Sometimes times get tough, and when they do, bank borrowers miss payments on lines of credit, credit cards or mortgages.
If you find yourself in this boat, it’s important to be aware that any cash or assets you have with that same institution, or its affiliated companies, are fair game for the bank.
It’s called the right to offset, and here’s how it works.
“When a financial institution uses its right of offset, it can take money the consumer has on deposit with it or with one of its affiliates, to pay any outstanding debt owed,” says spokesperson Léonie Laflamme-Savoie from the Financial Consumer Agency of Canada (FCAC). “A right of offset may also apply to accounts a consumer holds jointly with others.”
Lowest fixed and variable mortgage rates in Canada for October 19 2023
Suppose you have a line of credit or mortgage with XYZ bank, plus chequing and unregistered savings accounts with that same bank – or a bank it owns.
If you don’t pay your debt as agreed, XYZ bank has a right to clean out those accounts to make itself whole. And it doesn’t even have to ask.
What’s more, if your pay is auto-deposited like clockwork, and you still owe it money, the bank can help itself to each paycheque that goes into your account.
One side note: banks cannot enforce their right of offset against your registered retirement savings accounts (excluding TFSAs), pursuant to the Income Tax Act.
Offset clauses are routine in bank lending contracts. But even if your lender’s paperwork doesn’t have one, banks have a common law right of offset, whether or not an offset clause is in its agreement.
Mortgage and credit line defaults are bound to increase as our economy cracks under the weight of multidecade highs in interest rates. For anyone who decides to stiff their bank (not recommended), they best make sure that all their other money is at some other institution.
“My advice to everyone concerned about this is, it’s a good idea to keep your assets separate from your liabilities,” says insolvency trustee Douglas Hoyes of Hoyes, Michalos & Associates in Toronto.
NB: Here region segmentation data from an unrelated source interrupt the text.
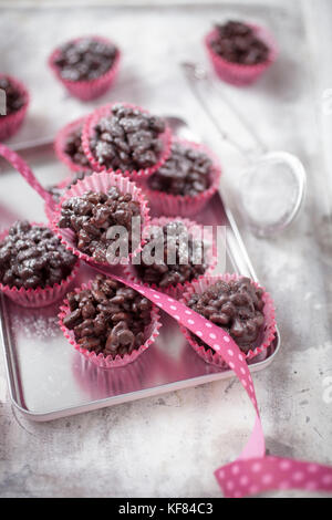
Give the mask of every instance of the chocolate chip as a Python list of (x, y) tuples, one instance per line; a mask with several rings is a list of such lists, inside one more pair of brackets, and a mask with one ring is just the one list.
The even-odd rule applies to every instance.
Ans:
[(90, 145), (100, 165), (114, 170), (139, 170), (157, 163), (163, 132), (162, 118), (120, 104), (97, 122)]
[(117, 54), (116, 46), (111, 42), (83, 38), (62, 45), (54, 65), (63, 80), (91, 81), (110, 71)]
[[(71, 313), (63, 323), (82, 347), (115, 357), (144, 343), (152, 303), (138, 292), (98, 274), (91, 289), (71, 292), (68, 300)], [(116, 312), (112, 312), (114, 306)]]
[[(241, 351), (248, 352), (259, 346), (264, 322), (262, 294), (249, 278), (221, 280), (201, 294), (193, 294), (188, 306), (226, 330)], [(195, 341), (209, 349), (199, 337)]]
[(246, 23), (229, 21), (216, 25), (217, 37), (211, 41), (211, 49), (225, 60), (242, 65), (257, 65), (269, 58), (269, 48)]
[[(132, 200), (129, 194), (121, 194), (111, 188), (107, 194), (87, 191), (72, 197), (62, 204), (60, 228), (70, 228), (75, 232), (80, 251), (97, 262), (106, 262), (106, 252), (113, 239), (106, 233), (112, 226), (124, 226), (128, 231), (128, 245), (132, 246), (132, 219), (141, 215), (139, 202)], [(115, 251), (118, 253), (118, 250)]]
[(0, 243), (0, 280), (10, 287), (37, 289), (61, 283), (76, 257), (45, 227), (18, 221)]
[(211, 185), (211, 159), (203, 152), (174, 143), (165, 164), (148, 178), (148, 187), (170, 195), (194, 197)]
[[(167, 263), (168, 256), (168, 243), (167, 236), (172, 237), (172, 247), (174, 247), (174, 260), (175, 263)], [(155, 240), (155, 235), (152, 236)], [(174, 239), (174, 240), (173, 240)], [(181, 261), (181, 245), (188, 245), (188, 263), (180, 263)], [(197, 252), (204, 254), (204, 245), (200, 240), (194, 239), (193, 235), (188, 232), (186, 226), (180, 221), (173, 221), (163, 227), (163, 241), (164, 245), (164, 257), (163, 263), (157, 263), (157, 260), (148, 264), (144, 260), (144, 250), (149, 247), (149, 240), (143, 248), (141, 266), (136, 266), (137, 272), (142, 281), (149, 284), (156, 284), (159, 288), (166, 288), (169, 285), (176, 285), (177, 283), (185, 283), (194, 279), (199, 278), (205, 273), (207, 266), (201, 260), (200, 263), (194, 263), (194, 260), (199, 258)], [(170, 256), (170, 254), (169, 254)], [(172, 257), (172, 256), (170, 256)]]

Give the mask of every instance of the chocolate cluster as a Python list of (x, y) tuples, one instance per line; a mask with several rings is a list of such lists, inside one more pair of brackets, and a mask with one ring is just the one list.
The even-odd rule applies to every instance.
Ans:
[[(248, 352), (260, 340), (264, 323), (262, 290), (249, 278), (217, 281), (201, 294), (193, 294), (188, 306), (225, 329), (241, 351)], [(204, 344), (199, 339), (195, 340)], [(204, 344), (205, 345), (205, 344)], [(207, 345), (205, 345), (208, 349)]]
[(79, 345), (104, 356), (123, 356), (144, 344), (152, 303), (122, 283), (97, 274), (91, 289), (68, 294), (63, 324)]
[(66, 138), (63, 152), (79, 166), (89, 166), (87, 157), (82, 147), (82, 126), (75, 128)]
[(60, 228), (70, 228), (76, 236), (76, 247), (96, 262), (106, 262), (106, 252), (114, 239), (107, 238), (112, 226), (123, 226), (132, 245), (132, 219), (139, 217), (139, 202), (131, 194), (112, 187), (107, 194), (87, 191), (62, 204)]
[(224, 25), (216, 25), (216, 30), (217, 37), (210, 45), (224, 60), (242, 65), (257, 65), (268, 60), (269, 48), (250, 25), (229, 21)]
[(6, 92), (6, 115), (18, 112), (25, 104), (25, 97), (9, 77), (0, 77), (0, 89)]
[(201, 194), (211, 185), (211, 159), (203, 152), (180, 143), (172, 145), (164, 165), (148, 179), (148, 187), (170, 195)]
[(100, 165), (107, 169), (139, 170), (158, 162), (163, 132), (165, 123), (160, 117), (117, 104), (95, 125), (90, 146)]
[(0, 243), (0, 281), (18, 289), (52, 287), (69, 277), (76, 261), (49, 228), (18, 221)]
[(54, 185), (48, 188), (48, 191), (53, 196), (54, 200), (59, 202), (59, 200), (68, 189), (70, 189), (72, 186), (75, 186), (79, 180), (83, 180), (85, 177), (90, 177), (92, 174), (92, 169), (86, 169), (84, 171), (75, 171), (73, 178), (66, 184), (66, 186), (59, 188), (58, 185)]
[(60, 75), (68, 81), (90, 81), (105, 74), (112, 67), (117, 49), (113, 43), (83, 38), (65, 43), (54, 60)]
[[(147, 240), (143, 248), (141, 264), (135, 266), (143, 282), (167, 288), (191, 281), (205, 273), (207, 266), (204, 261), (204, 243), (193, 237), (184, 222), (167, 223), (163, 227), (163, 233), (152, 233), (152, 239), (156, 245), (159, 243), (163, 258), (156, 257), (152, 264), (145, 262), (144, 251), (149, 249), (151, 242)], [(174, 263), (169, 263), (167, 257), (172, 260), (174, 258)], [(180, 263), (186, 258), (187, 263)]]

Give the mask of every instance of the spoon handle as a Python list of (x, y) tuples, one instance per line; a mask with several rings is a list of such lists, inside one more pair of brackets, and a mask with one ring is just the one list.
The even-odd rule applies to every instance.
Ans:
[(10, 163), (13, 168), (19, 171), (19, 174), (21, 174), (21, 176), (34, 189), (34, 191), (37, 191), (44, 199), (48, 206), (51, 208), (55, 207), (52, 195), (42, 187), (22, 157), (20, 157), (15, 152), (8, 148), (8, 146), (3, 145), (2, 143), (0, 143), (0, 156), (8, 160), (8, 163)]

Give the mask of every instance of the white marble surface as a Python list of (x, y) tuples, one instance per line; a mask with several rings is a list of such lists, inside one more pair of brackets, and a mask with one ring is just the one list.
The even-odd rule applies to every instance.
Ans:
[[(322, 95), (330, 86), (331, 72), (326, 63), (328, 46), (324, 48), (322, 41), (331, 38), (328, 34), (331, 4), (326, 0), (258, 1), (253, 6), (237, 2), (231, 7), (226, 2), (215, 3), (214, 9), (207, 8), (204, 18), (196, 17), (193, 7), (180, 10), (177, 31), (170, 34), (166, 23), (172, 17), (167, 19), (165, 10), (164, 30), (159, 32), (148, 23), (148, 17), (159, 15), (157, 6), (153, 11), (146, 9), (144, 17), (141, 11), (131, 11), (135, 17), (126, 22), (117, 10), (112, 32), (124, 50), (125, 60), (111, 98), (124, 98), (131, 93), (133, 101), (152, 110), (177, 112), (188, 117), (206, 141), (218, 146), (225, 164), (225, 181), (234, 186), (237, 158), (211, 136), (208, 123), (174, 62), (175, 50), (177, 61), (193, 55), (205, 60), (201, 35), (216, 15), (222, 13), (239, 12), (259, 19), (276, 32), (281, 55), (274, 70), (250, 90), (224, 86), (225, 95), (241, 108), (248, 121), (255, 121), (268, 146), (299, 154), (309, 175), (309, 195), (301, 217), (282, 236), (259, 240), (241, 225), (258, 275), (278, 305), (282, 335), (279, 357), (253, 378), (268, 449), (280, 456), (332, 464), (329, 379), (332, 376), (332, 242), (326, 175), (331, 163), (323, 148), (332, 116), (322, 111)], [(272, 4), (277, 4), (277, 9), (267, 7)], [(48, 55), (50, 45), (63, 40), (63, 34), (91, 29), (94, 18), (86, 17), (82, 8), (74, 19), (68, 15), (61, 20), (50, 8), (46, 25), (37, 34), (33, 28), (44, 14), (37, 10), (31, 19), (31, 12), (24, 7), (14, 11), (14, 2), (10, 6), (11, 9), (8, 2), (7, 7), (3, 3), (0, 18), (1, 45), (4, 45), (0, 69), (11, 66), (10, 42), (20, 33), (24, 45), (22, 49), (13, 45), (18, 50), (12, 63), (23, 61), (22, 73), (35, 93), (30, 123), (20, 137), (23, 138), (33, 132), (53, 132), (82, 113), (77, 102), (65, 97), (60, 85), (54, 86), (39, 60)], [(93, 30), (103, 33), (110, 22), (101, 18)], [(143, 30), (138, 30), (144, 23)], [(160, 34), (158, 48), (151, 42)], [(133, 38), (146, 51), (139, 62)], [(38, 60), (28, 66), (32, 45), (38, 48)], [(139, 45), (137, 43), (137, 48)], [(55, 101), (62, 103), (58, 105)], [(0, 190), (6, 189), (6, 181), (0, 179)], [(19, 190), (12, 194), (13, 206), (18, 200)], [(29, 217), (40, 218), (41, 215), (42, 206), (37, 199), (33, 215)], [(239, 455), (252, 425), (251, 406), (236, 381), (34, 424), (12, 408), (1, 363), (0, 496), (219, 497), (212, 471)], [(269, 497), (284, 495), (266, 493)]]

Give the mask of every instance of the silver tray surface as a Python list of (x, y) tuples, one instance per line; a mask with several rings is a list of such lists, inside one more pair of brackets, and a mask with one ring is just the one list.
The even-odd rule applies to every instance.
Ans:
[[(37, 175), (44, 168), (51, 171), (52, 165), (55, 175), (59, 167), (50, 145), (30, 148), (27, 158)], [(28, 202), (30, 187), (20, 180)], [(217, 194), (196, 220), (227, 225), (227, 271), (255, 279), (236, 223), (227, 212), (228, 216)], [(75, 283), (94, 274), (91, 268), (83, 267)], [(10, 396), (15, 407), (34, 420), (50, 420), (234, 376), (231, 371), (220, 371), (200, 360), (184, 340), (177, 323), (164, 313), (156, 343), (133, 364), (111, 371), (86, 362), (63, 337), (56, 318), (59, 303), (30, 310), (1, 297), (0, 313)], [(278, 335), (264, 354), (251, 361), (251, 370), (268, 366), (279, 346)]]

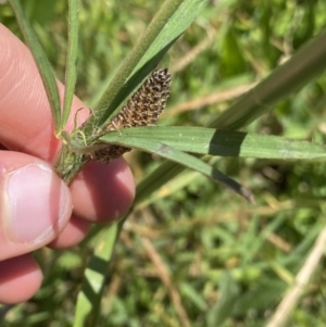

It’s easy to say, pay your debts and avoid this problem altogether, but people can’t always foresee job loss, debilitating illness, divorce and other default triggers.
Mind you, if you get to a point where you’re missing payments and a bank is looking to exercise its right to offset, it’s probably a sign you need to make some serious financial changes. That may well include selling your home, liquidating assets or consulting an insolvency professional.
Sneaky mortgage fee hikes
People routinely discharge mortgages. It happens whenever someone pays off their mortgage, refinances or sells their property.
In most provinces, lenders charge a fee for the privilege of terminating your mortgage with them and deregistering the mortgage off title. Typically, they range from $75 to $450 or more.
Borrowers seldom pay attention to these charges until they actually go to discharge their mortgage and see the lender’s payout statement. As a result, such expenses don’t factor into most people’s choice of lender. Lenders know that – and take advantage of it.
Discharge fees have been subject to fee creep lately. As just one example, Alterna Bank recently hiked its discharge fee 87 per cent, from $230 to $430 effective Nov. 1, leading some to complain on public forums.
“Federally regulated lenders, such as banks, must disclose the mortgage discharge fee in the mortgage contract provided initially,” said the FCAC’S Ms. Laflamme-Savoie.
“Banks may make a business decision to change fees, such as discharge fees,” FCAC adds. But they must disclose the fee and any change to the fees within 30 days.
To determine what your bank can or can’t do, you need to read that boring old mortgage contract. “Typically, agreements for banking products and services include the possibility for some changes, such as a change in fees,” the FCAC says.
A Ramp Up in U.S. Yields Keeps Pressure on Canadian Rates
U.S. Treasury yields are hitting multiyear highs and that’s keeping a floor under Canadian interest rates.
So far, Canada’s lowest nationally advertised mortgage rates haven’t been affected this week. If U.S. yields keep making new long-term highs, however, their magnetic pull on Canadian rates could drive our mortgage costs higher.
Data from CanDeal DNA show the bond market now expecting a better than even chance of one more Bank of Canada rate hike.
More interesting, however, is the fact these implied future rates suggest our prime rate won’t fall below today’s 7.2 per cent until 2025.
That would make for some very unhappy floating-rate mortgagors. Albeit, if the economy slows as expected through year-end, those rate-cut expectations could be pulled forward.